The death toll in the tragedy soared, with President Enrique Pena Nieto saying another 68 people were feared dead in a landslide in the southern village of La Pintada in Guerrero state. An earlier count put the number of dead at 101.
"The sheer volume of earth that has virtually buried more than 40 homes there means (it would be difficult) to find anybody alive" in La Pintada, the president said during a press conference with members of his cabinet in Guerrero, the state hardest hit by the twin storms that have since dissipated.
A police rescue helicopter missing since Thursday also was found to have crashed, with no survivors, a government source said earlier.
Press reports said the aircraft, which had been set to deliver relief goods to and evacuate people from La Pintada, was carrying just its crew of three.
Pena Nieto cancelled plans to travel to New York for the UN General Assembly next week and will instead stay in the disaster area to help coordinate relief efforts over the weekend.

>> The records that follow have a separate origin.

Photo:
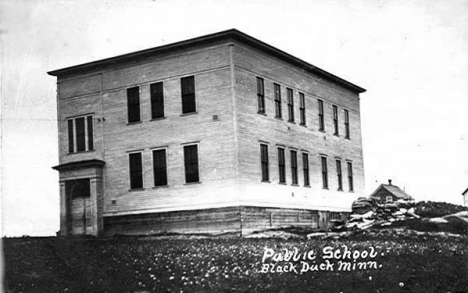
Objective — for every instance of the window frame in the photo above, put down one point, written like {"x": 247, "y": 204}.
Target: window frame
{"x": 87, "y": 136}
{"x": 157, "y": 179}
{"x": 281, "y": 165}
{"x": 346, "y": 122}
{"x": 339, "y": 174}
{"x": 189, "y": 98}
{"x": 264, "y": 163}
{"x": 157, "y": 100}
{"x": 336, "y": 130}
{"x": 133, "y": 105}
{"x": 321, "y": 113}
{"x": 260, "y": 95}
{"x": 290, "y": 97}
{"x": 302, "y": 109}
{"x": 350, "y": 176}
{"x": 139, "y": 173}
{"x": 278, "y": 109}
{"x": 196, "y": 176}
{"x": 324, "y": 167}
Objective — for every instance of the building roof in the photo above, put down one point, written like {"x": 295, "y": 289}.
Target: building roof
{"x": 232, "y": 34}
{"x": 394, "y": 190}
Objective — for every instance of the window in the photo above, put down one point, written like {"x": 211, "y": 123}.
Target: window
{"x": 324, "y": 173}
{"x": 347, "y": 134}
{"x": 191, "y": 163}
{"x": 350, "y": 176}
{"x": 261, "y": 95}
{"x": 133, "y": 104}
{"x": 157, "y": 100}
{"x": 281, "y": 166}
{"x": 339, "y": 175}
{"x": 160, "y": 167}
{"x": 79, "y": 188}
{"x": 294, "y": 167}
{"x": 278, "y": 111}
{"x": 305, "y": 168}
{"x": 188, "y": 94}
{"x": 290, "y": 105}
{"x": 302, "y": 108}
{"x": 80, "y": 134}
{"x": 335, "y": 120}
{"x": 321, "y": 120}
{"x": 136, "y": 171}
{"x": 264, "y": 162}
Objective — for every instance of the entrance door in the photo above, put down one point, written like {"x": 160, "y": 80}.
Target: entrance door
{"x": 323, "y": 220}
{"x": 79, "y": 195}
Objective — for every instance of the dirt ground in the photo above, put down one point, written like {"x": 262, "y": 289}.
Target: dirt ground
{"x": 399, "y": 263}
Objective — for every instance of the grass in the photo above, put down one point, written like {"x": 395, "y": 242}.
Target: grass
{"x": 131, "y": 264}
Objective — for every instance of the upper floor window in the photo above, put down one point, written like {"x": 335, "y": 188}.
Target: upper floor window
{"x": 80, "y": 134}
{"x": 290, "y": 105}
{"x": 191, "y": 163}
{"x": 133, "y": 104}
{"x": 305, "y": 167}
{"x": 321, "y": 118}
{"x": 339, "y": 175}
{"x": 335, "y": 120}
{"x": 302, "y": 108}
{"x": 281, "y": 166}
{"x": 264, "y": 162}
{"x": 350, "y": 176}
{"x": 278, "y": 111}
{"x": 136, "y": 170}
{"x": 294, "y": 167}
{"x": 160, "y": 167}
{"x": 261, "y": 95}
{"x": 347, "y": 132}
{"x": 157, "y": 100}
{"x": 324, "y": 173}
{"x": 187, "y": 85}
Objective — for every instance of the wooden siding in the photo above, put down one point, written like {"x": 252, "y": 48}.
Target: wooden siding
{"x": 255, "y": 128}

Officials also began tallying the massive economic damage in a country where the growth forecast already was lowered drastically in August. Road repairs alone will cost about USD 3 billion, the transport ministry said.

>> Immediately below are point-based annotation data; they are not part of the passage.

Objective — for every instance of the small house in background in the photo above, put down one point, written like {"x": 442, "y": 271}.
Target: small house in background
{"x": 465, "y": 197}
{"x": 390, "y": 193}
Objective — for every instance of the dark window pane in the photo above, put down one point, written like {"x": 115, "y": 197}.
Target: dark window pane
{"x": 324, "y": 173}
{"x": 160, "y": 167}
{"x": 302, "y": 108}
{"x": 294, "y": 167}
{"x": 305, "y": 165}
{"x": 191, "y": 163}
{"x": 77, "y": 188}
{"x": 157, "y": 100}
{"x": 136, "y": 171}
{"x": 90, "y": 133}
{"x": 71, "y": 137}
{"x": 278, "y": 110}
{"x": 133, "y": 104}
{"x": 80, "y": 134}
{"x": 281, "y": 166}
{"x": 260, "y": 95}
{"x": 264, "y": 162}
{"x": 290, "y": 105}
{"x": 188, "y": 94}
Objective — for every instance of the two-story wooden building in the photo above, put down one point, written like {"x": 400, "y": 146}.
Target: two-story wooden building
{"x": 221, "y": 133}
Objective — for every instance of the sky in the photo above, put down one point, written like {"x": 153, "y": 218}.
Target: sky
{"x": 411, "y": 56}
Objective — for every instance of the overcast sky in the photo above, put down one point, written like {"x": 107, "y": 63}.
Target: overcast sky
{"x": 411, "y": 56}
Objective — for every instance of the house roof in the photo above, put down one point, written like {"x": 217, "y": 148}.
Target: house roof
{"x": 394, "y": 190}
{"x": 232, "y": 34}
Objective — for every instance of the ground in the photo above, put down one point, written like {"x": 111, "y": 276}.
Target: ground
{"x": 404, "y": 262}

The tropical storms have hammered the country since September 14, damaging tens of thousands of homes, flooding cities and washing out roads.
Mexico had not been hit simultaneously by two powerful storms like this since 1958, the National Weather Service said.
Thousands finally packed into cars and buses on Friday after authorities reopened road links to the capital.
Around 62,000 tourists have managed to leave the city, about half by road and half in special airlift planes.
The airport -- where the terminal flooded last Saturday -- should be practically back to normal on Sunday, Communications and Transport Minister Gerardo Ruiz Esparza said.
Interior Minister Miguel Angel Osorio Chong told radio station Formula that the damage from the storms was "beyond calculation.